I generate the tokens like this
val storageConnectionString = s"DefaultEndpointsProtocol=https;AccountName=${accountName};AccountKey=${accountKey}"
val storageAccount = CloudStorageAccount.parse(storageConnectionString)
val client = storageAccount.createCloudBlobClient()
val container = client.getContainerReference(CONTAINER_NAME)
val blockBlob = container.getBlockBlobReference(path)
val policy = new SharedAccessAccountPolicy()
policy.setPermissionsFromString("racwdlup")
val date = new Date().getTime();
val expiryDate = new Date(date + 8640000).getTime()
policy.setSharedAccessStartTime(new Date(date))

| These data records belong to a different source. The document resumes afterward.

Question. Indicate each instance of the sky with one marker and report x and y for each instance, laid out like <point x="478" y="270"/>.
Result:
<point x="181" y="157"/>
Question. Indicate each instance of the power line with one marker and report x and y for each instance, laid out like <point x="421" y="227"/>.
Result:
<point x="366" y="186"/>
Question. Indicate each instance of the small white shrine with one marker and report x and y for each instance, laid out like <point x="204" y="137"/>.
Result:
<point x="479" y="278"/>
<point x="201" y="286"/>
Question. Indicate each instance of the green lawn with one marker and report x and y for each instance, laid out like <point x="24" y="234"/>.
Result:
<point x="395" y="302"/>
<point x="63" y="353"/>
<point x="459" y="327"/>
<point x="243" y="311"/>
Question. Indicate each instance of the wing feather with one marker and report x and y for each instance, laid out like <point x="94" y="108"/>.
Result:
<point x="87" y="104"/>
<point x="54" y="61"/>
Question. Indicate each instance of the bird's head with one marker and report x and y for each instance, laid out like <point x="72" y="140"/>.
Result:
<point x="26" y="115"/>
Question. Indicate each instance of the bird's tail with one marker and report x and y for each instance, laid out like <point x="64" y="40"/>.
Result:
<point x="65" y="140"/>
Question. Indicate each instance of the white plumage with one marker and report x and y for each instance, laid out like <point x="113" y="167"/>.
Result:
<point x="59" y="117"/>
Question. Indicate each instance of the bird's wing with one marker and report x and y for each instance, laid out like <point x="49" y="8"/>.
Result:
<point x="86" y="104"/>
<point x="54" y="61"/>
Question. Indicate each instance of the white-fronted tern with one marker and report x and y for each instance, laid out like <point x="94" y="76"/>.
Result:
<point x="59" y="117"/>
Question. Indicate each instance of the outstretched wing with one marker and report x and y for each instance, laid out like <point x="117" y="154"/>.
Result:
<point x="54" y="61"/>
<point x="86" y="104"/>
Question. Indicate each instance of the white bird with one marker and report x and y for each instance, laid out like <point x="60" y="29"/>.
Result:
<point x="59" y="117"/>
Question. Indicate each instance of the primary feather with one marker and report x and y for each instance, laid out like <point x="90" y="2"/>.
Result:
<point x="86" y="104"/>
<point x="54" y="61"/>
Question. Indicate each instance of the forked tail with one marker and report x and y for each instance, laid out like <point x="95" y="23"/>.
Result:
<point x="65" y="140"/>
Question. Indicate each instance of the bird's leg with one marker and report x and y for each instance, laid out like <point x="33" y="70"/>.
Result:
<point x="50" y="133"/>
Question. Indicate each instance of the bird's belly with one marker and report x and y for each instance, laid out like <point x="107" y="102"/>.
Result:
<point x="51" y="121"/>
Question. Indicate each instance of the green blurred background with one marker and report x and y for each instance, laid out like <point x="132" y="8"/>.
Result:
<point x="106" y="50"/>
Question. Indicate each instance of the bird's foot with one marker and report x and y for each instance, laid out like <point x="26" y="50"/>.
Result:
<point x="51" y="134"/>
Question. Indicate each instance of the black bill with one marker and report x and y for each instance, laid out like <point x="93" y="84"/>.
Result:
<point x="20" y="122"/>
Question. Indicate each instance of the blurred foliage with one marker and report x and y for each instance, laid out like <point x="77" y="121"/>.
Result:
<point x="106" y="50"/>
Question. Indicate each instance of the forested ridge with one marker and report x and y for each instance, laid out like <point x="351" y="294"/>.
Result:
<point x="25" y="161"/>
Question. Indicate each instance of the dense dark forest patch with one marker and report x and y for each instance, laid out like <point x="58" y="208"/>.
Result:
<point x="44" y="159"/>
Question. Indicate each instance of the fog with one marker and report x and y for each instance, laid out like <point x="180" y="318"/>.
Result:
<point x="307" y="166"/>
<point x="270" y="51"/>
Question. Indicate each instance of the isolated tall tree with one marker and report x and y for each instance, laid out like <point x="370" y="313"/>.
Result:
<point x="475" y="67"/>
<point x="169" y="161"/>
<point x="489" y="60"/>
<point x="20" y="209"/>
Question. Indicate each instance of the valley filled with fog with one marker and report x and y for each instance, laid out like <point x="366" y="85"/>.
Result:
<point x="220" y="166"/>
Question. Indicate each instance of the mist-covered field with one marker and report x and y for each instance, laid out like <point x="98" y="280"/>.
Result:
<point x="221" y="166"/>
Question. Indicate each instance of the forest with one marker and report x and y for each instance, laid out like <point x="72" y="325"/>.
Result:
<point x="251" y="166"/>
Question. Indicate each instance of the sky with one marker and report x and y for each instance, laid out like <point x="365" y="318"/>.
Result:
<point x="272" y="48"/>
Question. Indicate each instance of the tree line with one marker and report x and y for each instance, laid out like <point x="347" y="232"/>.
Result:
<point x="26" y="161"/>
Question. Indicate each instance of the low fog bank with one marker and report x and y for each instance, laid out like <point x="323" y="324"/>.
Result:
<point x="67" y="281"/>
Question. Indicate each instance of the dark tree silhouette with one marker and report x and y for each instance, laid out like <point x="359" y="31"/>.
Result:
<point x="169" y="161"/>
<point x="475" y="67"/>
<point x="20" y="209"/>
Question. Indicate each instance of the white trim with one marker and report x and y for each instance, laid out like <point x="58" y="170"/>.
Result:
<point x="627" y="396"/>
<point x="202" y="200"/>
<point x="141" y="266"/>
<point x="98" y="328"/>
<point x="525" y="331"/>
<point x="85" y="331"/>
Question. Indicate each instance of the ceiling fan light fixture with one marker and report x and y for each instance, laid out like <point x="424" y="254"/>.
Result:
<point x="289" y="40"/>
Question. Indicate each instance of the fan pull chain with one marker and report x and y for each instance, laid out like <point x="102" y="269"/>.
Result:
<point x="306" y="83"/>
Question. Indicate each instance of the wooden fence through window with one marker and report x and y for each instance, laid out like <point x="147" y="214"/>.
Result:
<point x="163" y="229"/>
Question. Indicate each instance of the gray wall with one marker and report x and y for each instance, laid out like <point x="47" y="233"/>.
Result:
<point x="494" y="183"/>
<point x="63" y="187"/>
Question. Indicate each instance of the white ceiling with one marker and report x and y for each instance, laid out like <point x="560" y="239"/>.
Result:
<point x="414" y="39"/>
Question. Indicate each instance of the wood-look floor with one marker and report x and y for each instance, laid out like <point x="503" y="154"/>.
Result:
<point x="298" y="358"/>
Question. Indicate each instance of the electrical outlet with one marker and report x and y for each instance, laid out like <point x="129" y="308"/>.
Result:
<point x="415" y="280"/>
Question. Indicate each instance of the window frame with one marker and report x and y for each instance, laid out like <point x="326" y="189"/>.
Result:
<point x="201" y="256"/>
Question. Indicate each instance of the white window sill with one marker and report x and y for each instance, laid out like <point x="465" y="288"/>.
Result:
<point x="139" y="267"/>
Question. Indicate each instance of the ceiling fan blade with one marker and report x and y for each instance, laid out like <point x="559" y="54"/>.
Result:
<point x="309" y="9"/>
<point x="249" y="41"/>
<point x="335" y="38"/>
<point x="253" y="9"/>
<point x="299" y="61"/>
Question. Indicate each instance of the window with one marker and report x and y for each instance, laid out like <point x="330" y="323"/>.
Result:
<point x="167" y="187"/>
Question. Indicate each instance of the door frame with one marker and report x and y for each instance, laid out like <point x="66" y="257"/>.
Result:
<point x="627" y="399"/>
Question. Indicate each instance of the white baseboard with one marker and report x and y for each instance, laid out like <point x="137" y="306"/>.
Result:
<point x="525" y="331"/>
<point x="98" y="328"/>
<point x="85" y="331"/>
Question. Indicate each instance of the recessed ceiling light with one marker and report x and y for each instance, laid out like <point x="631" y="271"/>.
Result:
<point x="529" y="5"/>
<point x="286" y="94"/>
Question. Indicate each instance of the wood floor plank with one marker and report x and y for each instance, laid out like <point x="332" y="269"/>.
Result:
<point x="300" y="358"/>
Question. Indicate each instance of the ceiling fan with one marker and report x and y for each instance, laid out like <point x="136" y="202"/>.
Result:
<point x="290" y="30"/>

policy.setSharedAccessExpiryTime(new Date(expiryDate))
policy.setResourceTypeFromString("sco")
policy.setServiceFromString("bfqt")
val token = storageAccount.generateSharedAccessSignature(policy)
Then I tried the Put Blob API and hit the following error
$ curl -X PUT -H 'Content-Type: multipart/form-data' -H 'x-ms-date: 2020-09-04' -H 'x-ms-blob-type: BlockBlob' -F [email protected] https://ACCOUNT.blob.core.windows.net/CONTAINER/10gb.csv\?ss\=bfqt\&sig\=.... -v
< HTTP/1.1 413 The request body is too large and exceeds the maximum permissible limit.
< Content-Length: 290
< Content-Type: application/xml
< Server: Windows-Azure-Blob/1.0 Microsoft-HTTPAPI/2.0
< x-ms-request-id: f08a1473-301e-006a-4423-837a27000000
< x-ms-version: 2019-02-02
< x-ms-error-code: RequestBodyTooLarge
< Date: Sat, 05 Sep 2020 01:24:35 GMT
* HTTP error before end of send, stop sending
<
<?xml version="1.0" encoding="utf-8"?><Error><Code>RequestBodyTooLarge</Code><Message>The request body is too large and exceeds the maximum permissible limit.
RequestId:f08a1473-301e-006a-4423-837a27000000
* Closing connection 0
* TLSv1.2 (OUT), TLS alert, close notify (256):
Time:2020-09-05T01:24:35.7712576Z</Message><MaxLimit>268435456</MaxLimit></Error>%
After that tried uploading it using PageBlob (I saw in the documentation something like size can be up to 8 TiB)
$ curl -X PUT -H 'Content-Type: multipart/form-data' -H 'x-ms-date: 2020-09-04' -H 'x-ms-blob-type: PageBlob' -H 'x-ms-blob-content-length: 1099511627776' -F [email protected] https://ACCOUNT.blob.core.windows.net/CONTAINER/10gb.csv\?ss\=bfqt\&sig\=... -v
< HTTP/1.1 400 The value for one of the HTTP headers is not in the correct format.
< Content-Length: 331
< Content-Type: application/xml
< Server: Windows-Azure-Blob/1.0 Microsoft-HTTPAPI/2.0
< x-ms-request-id: b00d5c32-101e-0052-3125-83dee7000000
< x-ms-version: 2019-02-02
< x-ms-error-code: InvalidHeaderValue
< Date: Sat, 05 Sep 2020 01:42:24 GMT
* HTTP error before end of send, stop sending
<
<?xml version="1.0" encoding="utf-8"?><Error><Code>InvalidHeaderValue</Code><Message>The value for one of the HTTP headers is not in the correct format.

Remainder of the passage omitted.